Traversées, déplacements et mises en demeures

Daniel Buren s’offre sa première grande rétrospective à Villeneuve-d’Ascq et Villeurbanne

Par Philippe Régnier · Le Journal des Arts

Le 4 février 2000 - 1011 mots

À soixante et un ans, Daniel Buren, en pleine maîtrise de son art, prend le
temps du regard rétrospectif et dévoile des œuvres restées jusqu’à présent inédites. Tandis que le Musée d’art
moderne de Lille Métropole, à Villeneuve-d’Ascq, consacre une grande exposition à ses peintures de 1964 à 1999, l’Institut d’art contemporain
(IAC) de Villeurbanne propose un ensemble étonnant de cabanes éclatées,
inédites.

VILLEURBANNE/VILLENEUVE-D’ASCQ - Pour le grand public, l’œuvre de Daniel Buren évoque inévitablement les fameuses bandes verticales d’une largeur constante de 8,7 centimètres, médiatisées par l’interminable polémique autour des colonnes du Palais-Royal. Les expositions de Villeneuve-d’Ascq et de Villeurbanne montrent, chacune à leur manière, la richesse d’une démarche nourrie par trente-six ans de réflexion, et qui se joue de tous les stéréotypes.

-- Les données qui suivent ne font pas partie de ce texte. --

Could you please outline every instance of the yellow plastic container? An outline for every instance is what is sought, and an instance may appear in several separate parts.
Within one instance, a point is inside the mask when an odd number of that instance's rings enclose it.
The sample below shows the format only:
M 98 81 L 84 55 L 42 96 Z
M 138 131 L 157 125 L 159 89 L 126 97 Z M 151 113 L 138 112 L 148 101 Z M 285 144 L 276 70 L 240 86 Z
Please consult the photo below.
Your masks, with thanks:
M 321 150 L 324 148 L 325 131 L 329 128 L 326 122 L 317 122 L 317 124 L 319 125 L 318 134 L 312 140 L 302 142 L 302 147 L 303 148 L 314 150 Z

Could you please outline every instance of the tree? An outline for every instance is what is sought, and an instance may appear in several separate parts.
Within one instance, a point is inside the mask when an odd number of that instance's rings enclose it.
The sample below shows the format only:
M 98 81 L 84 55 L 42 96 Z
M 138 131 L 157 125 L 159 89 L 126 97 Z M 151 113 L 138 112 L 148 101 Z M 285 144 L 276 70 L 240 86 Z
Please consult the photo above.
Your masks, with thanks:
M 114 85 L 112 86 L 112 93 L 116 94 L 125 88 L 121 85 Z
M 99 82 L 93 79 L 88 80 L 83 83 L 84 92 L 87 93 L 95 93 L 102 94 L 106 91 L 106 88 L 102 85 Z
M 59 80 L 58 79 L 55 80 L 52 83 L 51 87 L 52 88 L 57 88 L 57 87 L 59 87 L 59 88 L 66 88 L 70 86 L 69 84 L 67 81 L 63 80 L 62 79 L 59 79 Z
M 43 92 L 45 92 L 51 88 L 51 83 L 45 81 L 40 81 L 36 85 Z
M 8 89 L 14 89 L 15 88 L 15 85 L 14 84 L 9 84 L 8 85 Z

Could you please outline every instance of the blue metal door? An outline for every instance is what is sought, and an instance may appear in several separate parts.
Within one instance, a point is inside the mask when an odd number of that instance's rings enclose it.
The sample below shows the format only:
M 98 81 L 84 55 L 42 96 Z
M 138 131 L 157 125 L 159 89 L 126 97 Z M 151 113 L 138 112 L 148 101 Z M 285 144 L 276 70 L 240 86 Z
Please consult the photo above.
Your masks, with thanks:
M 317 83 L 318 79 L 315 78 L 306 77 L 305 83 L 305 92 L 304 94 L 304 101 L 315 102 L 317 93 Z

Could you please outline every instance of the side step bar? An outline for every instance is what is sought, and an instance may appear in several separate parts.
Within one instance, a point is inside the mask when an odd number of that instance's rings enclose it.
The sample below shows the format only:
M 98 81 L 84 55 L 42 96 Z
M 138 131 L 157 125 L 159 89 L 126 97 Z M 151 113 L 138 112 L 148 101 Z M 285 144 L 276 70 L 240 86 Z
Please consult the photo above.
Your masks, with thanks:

La manifestation organisée dans le Nord répond en fait au souhait exprimé par l’artiste de porter un regard sur sa production picturale en prenant pour point de départ son engagement dans la peinture abstraite. Déjà en 1996, chez Renn Espace, à Paris, Buren avait dévoilé des pièces inédites des années soixante, dont certaines sont ici à nouveau présentées. L’exposition montre notamment le cheminement logique qui a conduit le jeune peintre à adopter son principe de bandes alternées, blanches et de couleur. Les premières salles, réservées à la collection Masurel qui constitue l’ossature du musée, rassemblent Les Formes : peintures (1977), déjà montrées au Centre Georges Pompidou, qui viennent prendre place directement, et de façon invisible, sous des travaux historiques, dans un questionnement réitéré sur la nature et le lieu de l’œuvre.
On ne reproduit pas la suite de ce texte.